Dans la cathédrale de Bari, l'imam se moque des Chrétiens en arabe
Après être intervenu dans la cathédrale de Bari dimanche dernier pour appeler au dialogue et à l'amitié entre Catholiques et Musulmans, l’imam Sharif Lorenzini a été démasqué à l'émission de la télévision italienne « Dalla vostra parte », pour son plus grand embarras public, par Magdi Cristiano Allam qui l'a ainsi apostrophé :
« Il faut dire ce que vous avez lu à l’église. Durant cette rencontre à la cathédrale, vous avez lu une sourate du Coran. Soit des versets qui récitent ces paroles « Allah, guide-nous sur le droit chemin, le chemin de ceux que tu as comblé de bienfaits, non pas de ceux qui ont encouru ta colère, ni de ceux qui s’égarent dans l’erreur. »

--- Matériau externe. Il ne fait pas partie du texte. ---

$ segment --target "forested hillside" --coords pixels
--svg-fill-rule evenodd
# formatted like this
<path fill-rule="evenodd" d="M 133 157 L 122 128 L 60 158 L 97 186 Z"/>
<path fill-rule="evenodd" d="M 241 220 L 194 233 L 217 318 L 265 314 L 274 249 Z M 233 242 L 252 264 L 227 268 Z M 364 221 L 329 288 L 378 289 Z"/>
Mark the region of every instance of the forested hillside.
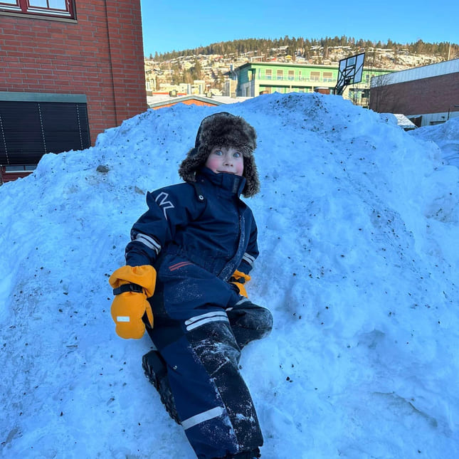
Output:
<path fill-rule="evenodd" d="M 169 60 L 181 56 L 196 55 L 243 55 L 247 53 L 255 53 L 266 58 L 276 57 L 280 51 L 283 54 L 292 56 L 301 56 L 307 59 L 317 55 L 321 51 L 324 58 L 328 58 L 329 48 L 336 47 L 349 47 L 351 49 L 370 51 L 373 49 L 388 49 L 394 51 L 408 53 L 409 54 L 430 54 L 442 60 L 459 58 L 459 45 L 457 43 L 425 43 L 418 40 L 416 43 L 400 43 L 388 39 L 386 42 L 373 42 L 369 40 L 358 39 L 354 37 L 335 36 L 325 38 L 310 39 L 302 37 L 289 37 L 285 36 L 282 38 L 247 38 L 243 40 L 233 40 L 211 43 L 207 46 L 173 51 L 163 54 L 156 53 L 150 56 L 157 61 Z"/>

Magdi Allam, ancien musulman converti au Catholicisme et baptisé par Benoît XVI, donne l’interprétation des versets :
« Tous les théologiens islamistes, Mahomet en premier, concordent sur le fait que « ceux que tu as rempli de grâces » sont les musulmans, « ceux qui encourent ta colère » sont les juifs, « ceux qui s’égarent dans l’erreur » sont les Chrétiens. Donc dans l’église, Lorenzini (l’imam) a condamné comme infidèles les chrétiens et les juifs, en arabe. Et cela ce serait l’islam modéré ? Ce serait l’islam qui se présente à nous comme un islam de paix ?   »
L’imam a témoigné d’un léger embarras aux paroles de Magdi Allam.